Riflessioni più articolate merita la funzione di vigilanza delle banche locali. La nostra provincia diede il suo contributo (anche sofferto) al fenomeno di concentrazione dell’industria bancaria con l’integrazione di Ubi in Intesa SanPaolo.
Oggi, oltre ad alcune significative banche locali, Brescia si caratterizza per la presenza e il ruolo (crescente) delle sette banche di credito cooperativo con 55mila soci e 250mila clienti, 217 sportelli in 135 Comuni (in 39 come unica banca) e quote di mercato del 17,2% per i crediti al settore del commercio, 17,5% alle costruzioni, 17,6% ad attività professionali, 26,7% al turismo, 27,2% all’agricoltura.

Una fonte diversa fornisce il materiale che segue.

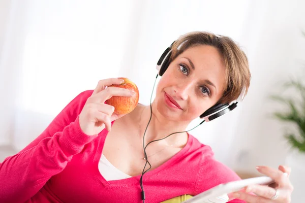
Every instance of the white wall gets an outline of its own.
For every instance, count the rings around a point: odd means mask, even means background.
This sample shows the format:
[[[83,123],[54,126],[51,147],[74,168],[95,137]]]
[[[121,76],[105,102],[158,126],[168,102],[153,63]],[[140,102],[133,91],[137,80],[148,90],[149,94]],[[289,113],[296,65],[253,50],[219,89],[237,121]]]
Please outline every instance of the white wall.
[[[256,172],[257,165],[277,168],[289,148],[284,125],[271,117],[282,106],[269,100],[290,77],[305,76],[305,2],[253,1],[243,39],[252,80],[239,115],[230,166]],[[291,93],[290,95],[296,96]],[[224,153],[225,152],[222,152]],[[293,170],[292,170],[293,171]]]
[[[2,60],[2,53],[4,49],[4,45],[6,41],[6,38],[7,37],[7,31],[8,29],[8,26],[9,22],[10,21],[10,11],[11,10],[11,3],[9,0],[4,0],[0,2],[0,64]],[[0,69],[0,79],[1,79],[1,75],[3,75],[3,70]],[[0,80],[0,84],[1,83]],[[5,86],[1,86],[0,88],[3,89]],[[0,107],[0,112],[6,113],[5,111],[6,108]],[[2,119],[0,118],[0,121],[2,121]],[[5,124],[10,125],[10,122],[5,122]],[[0,125],[1,126],[1,125]],[[5,136],[2,135],[0,136],[0,146],[2,145],[6,145],[9,144],[10,143],[10,138],[9,136]]]

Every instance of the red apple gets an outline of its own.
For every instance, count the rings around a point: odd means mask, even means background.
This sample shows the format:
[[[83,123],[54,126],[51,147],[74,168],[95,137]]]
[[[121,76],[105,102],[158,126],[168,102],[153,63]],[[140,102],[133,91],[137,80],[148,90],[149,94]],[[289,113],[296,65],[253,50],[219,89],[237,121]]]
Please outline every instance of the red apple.
[[[117,114],[126,114],[131,112],[137,106],[139,102],[139,93],[137,85],[126,78],[118,78],[124,80],[120,85],[112,85],[110,87],[119,87],[127,89],[136,92],[136,95],[131,97],[126,96],[113,96],[106,100],[105,104],[114,107],[114,112]]]

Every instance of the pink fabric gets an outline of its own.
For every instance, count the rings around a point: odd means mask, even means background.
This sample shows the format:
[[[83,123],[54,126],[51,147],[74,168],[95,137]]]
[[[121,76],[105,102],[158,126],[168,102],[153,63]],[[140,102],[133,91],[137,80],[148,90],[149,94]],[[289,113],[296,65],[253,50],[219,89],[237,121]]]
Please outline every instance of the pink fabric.
[[[79,115],[93,90],[81,92],[36,139],[0,165],[1,202],[141,202],[140,176],[107,181],[98,163],[108,131],[88,136]],[[193,195],[239,180],[191,135],[186,146],[143,178],[145,202]],[[234,199],[231,202],[244,202]]]

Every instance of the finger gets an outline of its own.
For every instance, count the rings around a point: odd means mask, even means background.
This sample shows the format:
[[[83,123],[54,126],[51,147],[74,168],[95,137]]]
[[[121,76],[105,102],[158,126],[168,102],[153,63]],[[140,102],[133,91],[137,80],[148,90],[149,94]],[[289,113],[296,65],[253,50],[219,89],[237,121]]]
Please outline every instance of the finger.
[[[136,94],[136,92],[127,89],[121,88],[119,87],[108,87],[105,90],[102,91],[96,95],[95,98],[97,98],[97,101],[102,103],[105,103],[107,99],[109,99],[113,96],[126,96],[131,97]]]
[[[258,196],[270,199],[274,195],[276,191],[275,189],[266,185],[253,185],[248,186],[246,192],[253,192]]]
[[[114,107],[112,106],[104,103],[95,104],[98,111],[103,112],[109,116],[111,116],[114,111]]]
[[[280,165],[279,166],[279,170],[283,173],[287,174],[287,177],[291,173],[291,168],[286,165]]]
[[[279,187],[282,187],[288,186],[289,179],[281,171],[267,166],[257,166],[257,168],[259,172],[272,178],[279,184]]]
[[[106,87],[112,85],[120,85],[124,82],[124,80],[118,78],[108,78],[104,80],[101,80],[98,83],[97,87],[93,91],[92,95],[97,94],[101,91],[104,90]]]
[[[109,117],[107,115],[104,113],[97,111],[95,114],[95,116],[97,120],[96,121],[97,122],[101,121],[103,122],[105,124],[106,129],[108,131],[110,131],[111,130],[111,122],[110,121]]]
[[[235,192],[233,194],[233,196],[238,199],[245,200],[248,203],[273,203],[272,200],[270,199],[255,196],[246,192]]]

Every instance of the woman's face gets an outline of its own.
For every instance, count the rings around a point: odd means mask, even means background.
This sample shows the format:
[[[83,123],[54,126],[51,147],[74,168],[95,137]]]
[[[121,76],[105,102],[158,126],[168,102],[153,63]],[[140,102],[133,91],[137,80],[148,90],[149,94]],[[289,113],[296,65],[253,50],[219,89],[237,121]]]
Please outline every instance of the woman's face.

L’autoriforma del 2016 ha visto l’adesione obbligatoria a uno dei due Gruppi Bancari Cooperativi da parte delle Bcc, che rimangono di proprietà dei soci, titolari della specifica licenza bancaria ed esclusive azioniste del Gruppo cui aderiscono. Considerate le dimensioni, entrambi i Gruppi sono sottoposti alla vigilanza diretta della Bce, in luogo del precedente rapporto fra Bcc e Banca d'Italia. Le realtà vigilate a livello locale si sono così di molto ridotte. Nel nostro territorio l’azione è svolta dalla Filiale di Brescia ma la responsabilità fa già capo a Milano.
Biodiversità bancaria
«In molti Paesi le banche stanno espandendo i canali digitali e parallelamente riducendo il numero degli sportelli fisici. La minore capillarità della rete bancaria può ricreare anche solo temporaneamente barriere all’utilizzo dei servizi finanziari che in passato erano state superate». Così il Governatore di Banca d’Italia, Fabio Panetta, alla presentazione del libro in cui la rettrice della Cattolica di Milano, Elena Beccalli, ha sottolineato il ruolo delle Bcc nel «mitigare questi rischi, in virtù del loro radicamento territoriale e della prossimità ai clienti a contatto con dei soggetti vulnerabili che faticano a adattarsi al nuovo mondo digitale come le pmi o le persone più anziane».
Si tende a porre l’attenzione alla componente del sistema economico e finanziario di maggiori dimensioni e peso mediatico. Ancor di più nel comparto del credito: alla prima stagione di concentrazioni sta seguendo una seconda, senza che il dibattito tenga conto di altre realtà importanti, di dimensioni inferiori, che con sforzo quotidiano innervano i sistemi economici territoriali, anche i più periferici. Forse non si è ancora compreso il vero valore della «biodiversità bancaria» che, come quella imprenditoriale, può garantire agli attori economici e sociali una pluralità di approcci, una maggior concorrenza «del» e «nel» mercato, la salvaguardia dall’omologazione e dal pensiero unico.
Il dibattito sulla filiale perduta non deve farci correre il rischio di distrarre l’attenzione dalla luna, per concentrarci sul dito che la indica. Le banche «di comunità» insieme a quelle «grandi» possono operare per dare risposte adeguate a tutte le esigenze, moderne o più tradizionali, di una provincia sempre più «glocale», in una concorrenza nella quale ognuno fa ciò che sa fare meglio, a tutto vantaggio del cliente. Il ruolo della Banca d’Italia sarà ancora prezioso, coniugando esigenze di razionalizzazione e sensibilità al locale.